Overview
Skills
Job Details
Job Title: Site Observability Engineer
Duration: 1+ Year
Job Summary
We are seeking a Senior Observability Engineer to strengthen our cloud infrastructure monitoring and alerting capabilities. This role will focus on implementing and improving observability strategies using Prometheus, Grafana, Gardener Kubernetes, and Splunk.

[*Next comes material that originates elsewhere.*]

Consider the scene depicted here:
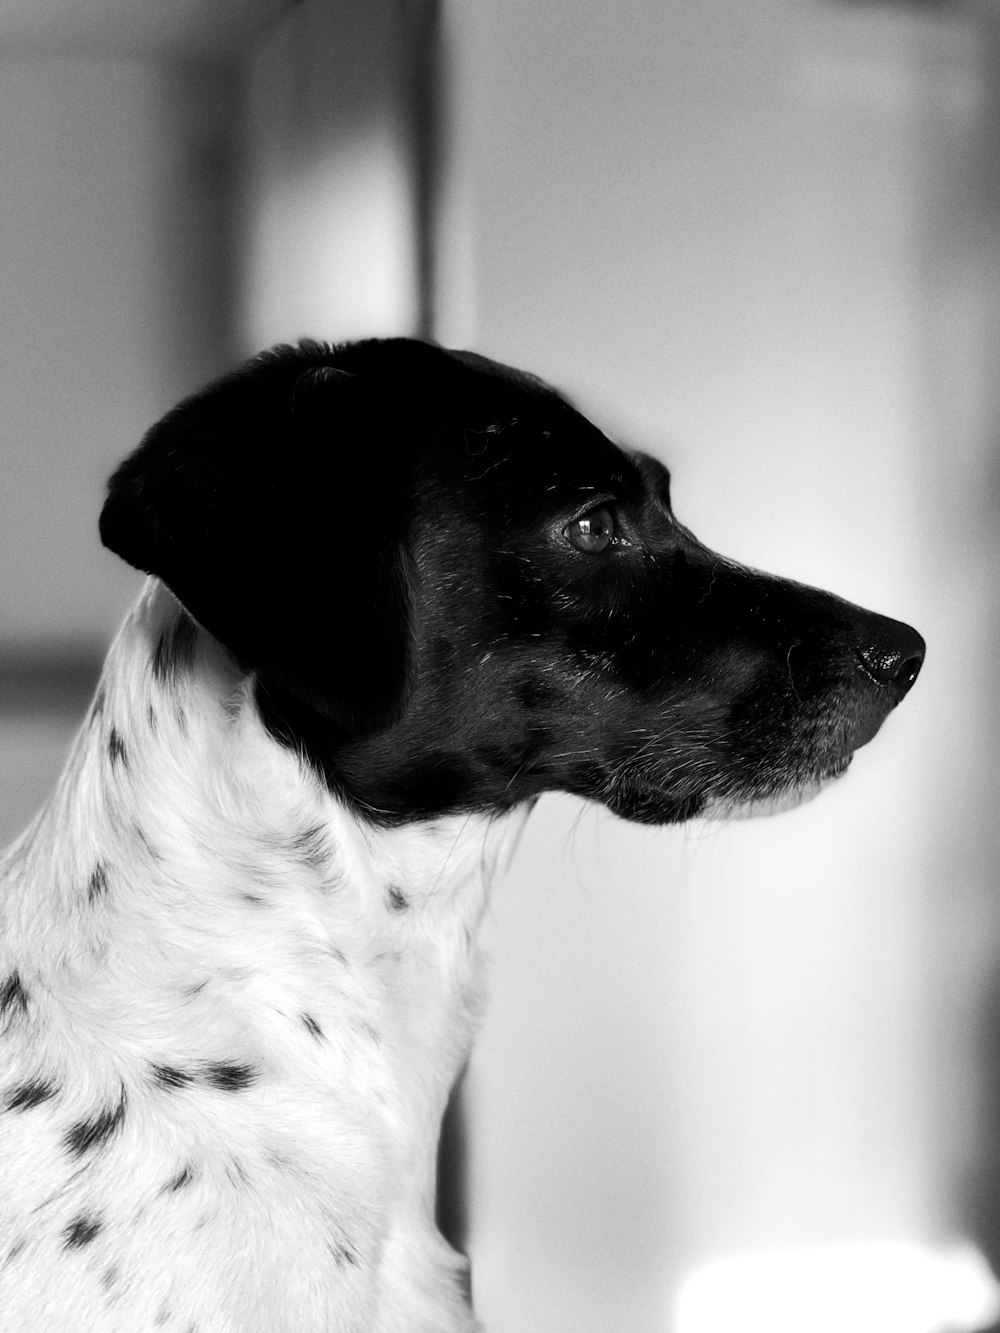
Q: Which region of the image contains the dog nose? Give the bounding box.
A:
[854,616,925,700]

Experience with Dynatrace is a plus.
Key Responsibilities
-
Design, implement, and enhance monitoring solutions with Prometheus to ensure high availability and accurate alerting.
-
Develop and maintain observability strategies to improve cloud monitoring posture.
-
Collaborate with development teams to integrate observability into the CI/CD pipeline and application lifecycle.
-
Respond to and investigate incidents, perform root cause analysis, and implement preventive measures.
-
Stay current with best practices in site reliability and observability.
-
Partner with cross-functional teams to ensure system reliability, scalability, and performance.
Qualifications
-
Bachelor's degree in Computer Science, IT, or related field (or equivalent experience).
-
Proven experience with observability tools: Prometheus, Grafana, Splunk.
-
Hands-on experience with Kubernetes (preferably Gardener Kubernetes).
-
Familiarity with logging, monitoring, and APM tools; Dynatrace experience is a plus.
-
Strong understanding of cloud infrastructure, networking, and distributed systems.
-
Proficient in scripting and automation (Python, Terraform, Ansible, etc.).
-
Excellent analytical, troubleshooting, and communication skills.
-
Ability to work effectively both independently and in team environments.